The Contribution of Impact and Benefit Agreements to the Regulation of Mining Projects : Lessons from the Raglan Agreement in Northern Quebec
Par Étienne Roy-Grégoire, 30 septembre 2013, Étienne Roy-Gregoire
Article publié dans les actes du 23e Congrès minier mondial tenu à Montréal du 11 au 15 août 2013 sous le numéro 828. Reproduit avec la permission de l’Institut canadien des mines, de la métallurgie et du pétrole (www.cim.org). Originally published in the proceeding of the 23rd World Mining Congress in Montreal, August 11-15 2013, Montreal, as paper no. 828. Reproduced with permission of the Canadian Institute of Mining, Metallurgy and Petroleum (www.cim.org).

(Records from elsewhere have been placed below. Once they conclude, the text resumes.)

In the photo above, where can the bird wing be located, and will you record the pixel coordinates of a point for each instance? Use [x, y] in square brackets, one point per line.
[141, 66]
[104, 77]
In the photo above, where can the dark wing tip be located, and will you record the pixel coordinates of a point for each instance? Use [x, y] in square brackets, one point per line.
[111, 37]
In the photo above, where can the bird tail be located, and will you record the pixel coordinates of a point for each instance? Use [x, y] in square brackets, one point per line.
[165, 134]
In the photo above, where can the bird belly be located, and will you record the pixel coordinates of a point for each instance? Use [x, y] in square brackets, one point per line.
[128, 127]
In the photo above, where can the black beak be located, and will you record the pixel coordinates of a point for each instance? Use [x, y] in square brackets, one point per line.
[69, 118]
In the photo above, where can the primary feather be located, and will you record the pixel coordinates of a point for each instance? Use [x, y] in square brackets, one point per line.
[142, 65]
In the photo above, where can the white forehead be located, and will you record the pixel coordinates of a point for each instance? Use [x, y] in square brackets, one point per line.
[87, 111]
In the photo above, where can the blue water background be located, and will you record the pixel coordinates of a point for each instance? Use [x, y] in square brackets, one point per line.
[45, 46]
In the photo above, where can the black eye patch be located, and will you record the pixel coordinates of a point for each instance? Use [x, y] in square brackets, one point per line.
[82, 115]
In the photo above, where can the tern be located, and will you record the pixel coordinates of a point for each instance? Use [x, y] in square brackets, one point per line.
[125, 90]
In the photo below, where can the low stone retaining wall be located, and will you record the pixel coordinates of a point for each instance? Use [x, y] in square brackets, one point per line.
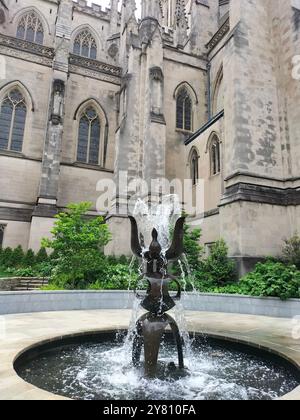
[13, 283]
[27, 302]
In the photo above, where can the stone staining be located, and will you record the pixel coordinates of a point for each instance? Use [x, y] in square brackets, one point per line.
[181, 23]
[3, 7]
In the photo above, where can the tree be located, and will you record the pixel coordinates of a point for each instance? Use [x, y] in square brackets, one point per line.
[78, 243]
[41, 256]
[291, 250]
[29, 258]
[2, 3]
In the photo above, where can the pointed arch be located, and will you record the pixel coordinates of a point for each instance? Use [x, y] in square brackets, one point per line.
[15, 18]
[15, 103]
[92, 133]
[213, 147]
[218, 93]
[189, 89]
[193, 163]
[18, 84]
[85, 42]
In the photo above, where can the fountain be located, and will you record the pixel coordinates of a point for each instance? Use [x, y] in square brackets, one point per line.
[152, 325]
[108, 365]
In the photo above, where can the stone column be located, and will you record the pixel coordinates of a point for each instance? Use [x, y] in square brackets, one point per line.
[46, 207]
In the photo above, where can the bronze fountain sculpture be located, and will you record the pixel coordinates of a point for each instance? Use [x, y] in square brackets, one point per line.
[151, 326]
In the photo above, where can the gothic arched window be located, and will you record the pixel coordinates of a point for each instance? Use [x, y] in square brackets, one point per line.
[184, 110]
[30, 28]
[2, 228]
[215, 156]
[194, 165]
[85, 45]
[89, 132]
[13, 112]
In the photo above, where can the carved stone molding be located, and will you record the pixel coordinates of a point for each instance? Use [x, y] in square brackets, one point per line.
[94, 74]
[25, 46]
[94, 65]
[156, 74]
[261, 194]
[11, 52]
[223, 30]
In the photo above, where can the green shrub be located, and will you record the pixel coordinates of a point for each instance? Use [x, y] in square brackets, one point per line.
[17, 257]
[41, 256]
[217, 269]
[29, 259]
[291, 250]
[273, 279]
[25, 272]
[6, 257]
[77, 243]
[192, 248]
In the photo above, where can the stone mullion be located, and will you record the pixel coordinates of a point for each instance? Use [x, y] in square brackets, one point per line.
[11, 128]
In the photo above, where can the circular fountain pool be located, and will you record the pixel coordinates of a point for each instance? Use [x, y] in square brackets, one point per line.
[98, 367]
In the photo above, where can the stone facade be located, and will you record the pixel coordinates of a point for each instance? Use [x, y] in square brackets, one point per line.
[239, 120]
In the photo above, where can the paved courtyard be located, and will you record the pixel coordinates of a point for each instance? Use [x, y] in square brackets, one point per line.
[25, 330]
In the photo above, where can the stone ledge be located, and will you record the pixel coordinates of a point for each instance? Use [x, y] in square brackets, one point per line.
[28, 331]
[29, 302]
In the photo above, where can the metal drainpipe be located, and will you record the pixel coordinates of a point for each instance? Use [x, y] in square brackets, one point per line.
[208, 91]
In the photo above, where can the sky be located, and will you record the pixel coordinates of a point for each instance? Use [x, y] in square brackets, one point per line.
[106, 3]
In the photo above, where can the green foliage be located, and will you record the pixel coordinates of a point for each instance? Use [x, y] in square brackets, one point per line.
[6, 257]
[77, 244]
[291, 250]
[272, 279]
[41, 256]
[217, 268]
[192, 247]
[73, 231]
[29, 259]
[117, 277]
[25, 272]
[17, 257]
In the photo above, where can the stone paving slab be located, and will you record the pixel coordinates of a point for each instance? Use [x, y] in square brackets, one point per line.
[22, 331]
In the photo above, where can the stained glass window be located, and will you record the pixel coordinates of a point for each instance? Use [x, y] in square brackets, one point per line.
[30, 28]
[215, 156]
[13, 112]
[2, 227]
[194, 164]
[85, 45]
[89, 137]
[184, 110]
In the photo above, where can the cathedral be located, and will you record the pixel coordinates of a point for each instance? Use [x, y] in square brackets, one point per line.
[199, 90]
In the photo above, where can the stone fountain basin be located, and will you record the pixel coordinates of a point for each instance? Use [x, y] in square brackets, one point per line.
[26, 332]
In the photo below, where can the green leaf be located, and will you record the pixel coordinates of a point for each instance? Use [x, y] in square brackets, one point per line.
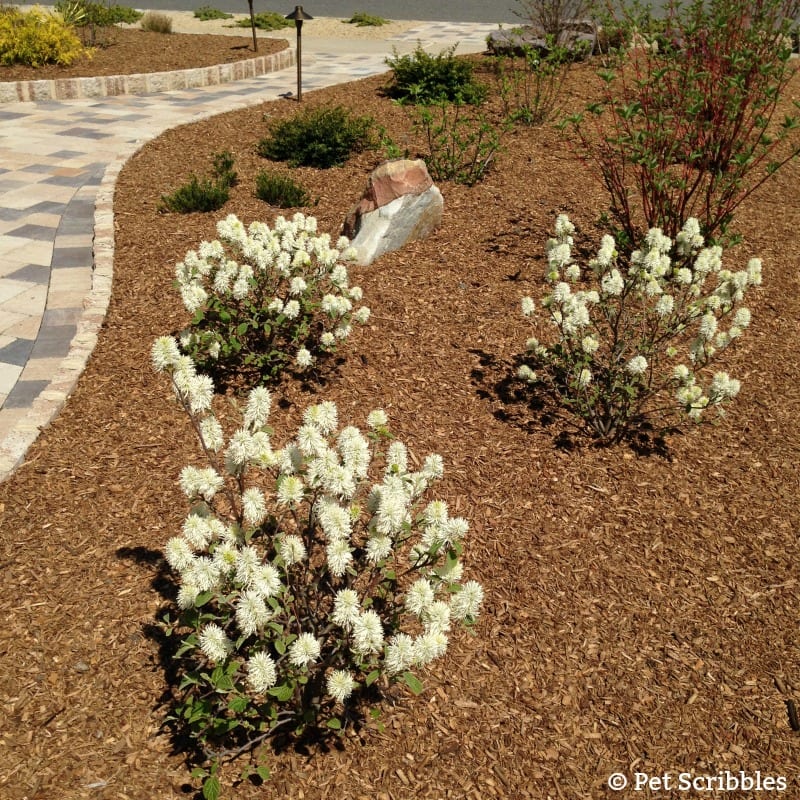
[413, 683]
[211, 788]
[281, 693]
[372, 677]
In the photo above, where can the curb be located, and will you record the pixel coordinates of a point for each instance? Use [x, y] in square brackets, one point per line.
[144, 83]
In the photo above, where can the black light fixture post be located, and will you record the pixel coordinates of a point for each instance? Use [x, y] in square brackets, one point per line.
[298, 15]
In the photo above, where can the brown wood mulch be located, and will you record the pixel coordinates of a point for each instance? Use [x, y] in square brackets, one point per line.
[129, 51]
[640, 608]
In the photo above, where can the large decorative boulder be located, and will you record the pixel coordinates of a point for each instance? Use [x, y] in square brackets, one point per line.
[399, 205]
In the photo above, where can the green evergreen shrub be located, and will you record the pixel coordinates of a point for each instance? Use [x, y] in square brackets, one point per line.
[320, 137]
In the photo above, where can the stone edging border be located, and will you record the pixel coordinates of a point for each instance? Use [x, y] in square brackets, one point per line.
[112, 85]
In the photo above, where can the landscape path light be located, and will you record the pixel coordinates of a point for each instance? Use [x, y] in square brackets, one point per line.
[298, 15]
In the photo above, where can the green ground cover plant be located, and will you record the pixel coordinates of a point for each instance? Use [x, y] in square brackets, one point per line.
[363, 20]
[266, 21]
[204, 194]
[321, 138]
[419, 78]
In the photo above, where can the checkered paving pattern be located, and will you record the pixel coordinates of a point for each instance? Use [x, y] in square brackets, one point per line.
[58, 164]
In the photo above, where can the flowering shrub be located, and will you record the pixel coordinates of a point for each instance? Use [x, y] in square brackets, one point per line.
[634, 346]
[301, 582]
[263, 299]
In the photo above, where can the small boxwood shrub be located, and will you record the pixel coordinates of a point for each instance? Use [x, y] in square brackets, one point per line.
[266, 21]
[320, 137]
[36, 38]
[280, 191]
[363, 20]
[205, 194]
[422, 78]
[206, 13]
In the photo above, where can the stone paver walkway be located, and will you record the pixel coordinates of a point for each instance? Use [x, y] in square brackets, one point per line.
[58, 165]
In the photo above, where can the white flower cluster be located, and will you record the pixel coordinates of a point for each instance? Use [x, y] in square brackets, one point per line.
[284, 272]
[622, 333]
[301, 544]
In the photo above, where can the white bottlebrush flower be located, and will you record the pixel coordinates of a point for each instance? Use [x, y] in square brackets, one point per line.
[259, 404]
[466, 604]
[436, 617]
[291, 549]
[178, 553]
[377, 419]
[379, 548]
[419, 596]
[214, 643]
[304, 650]
[339, 556]
[637, 365]
[433, 467]
[335, 521]
[399, 654]
[254, 506]
[680, 373]
[612, 283]
[212, 433]
[742, 317]
[290, 490]
[261, 672]
[340, 685]
[251, 613]
[528, 306]
[324, 416]
[346, 608]
[429, 646]
[362, 315]
[292, 309]
[197, 531]
[303, 358]
[367, 633]
[266, 581]
[590, 344]
[396, 457]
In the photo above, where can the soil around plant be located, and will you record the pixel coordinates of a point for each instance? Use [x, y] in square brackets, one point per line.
[641, 607]
[130, 51]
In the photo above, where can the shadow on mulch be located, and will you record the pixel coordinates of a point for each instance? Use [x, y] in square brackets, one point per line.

Abstract Since the early 1990s, the Canadian mining industry has been increasingly defined by the signing of Impact and Benefit Agreements (IBAs) between mining companies and Aboriginal peoples. While these agreements are intended to complement the legal system, they also serve to establish the legitimacy of mining projects and to encourage the harmonious integration of these projects into their social and environmental contexts. Beyond their practical implications, what are the effects of such agreements on the ability of Aboriginal communities to access the institutional space where the authorization of mining projects and the conditions of their implementation are decided? Can we view IBAs as a preliminary step towards the operationalization of the principle of Free, Prior and Informed Consent? This paper aims to explore the potential of IBAs as a sustainable solution to the legitimacy issues that result from the implementation of the formal regulatory framework governing mining activities in this jurisdiction. We highlight what constraints and opportunities the James Bay and Northern Quebec Agreement (JBNQA) engenders for local communities and draw attention to the ways in which the negotiation of the Raglan IBA and the environmental evaluation processes act upon each other. We find that certain structural problems – and problems of legitimacy – related to mining in Northern Quebec cannot be solved by the sole signature of an IBA, which suggests the need for caution when considering such agreements as a panacea. The Raglan case demonstrates that IBAs, like other modes of regulation relying on the direct interface between companies and communities, would benefit from a stricter framework and more explicit ties with official regulation channels.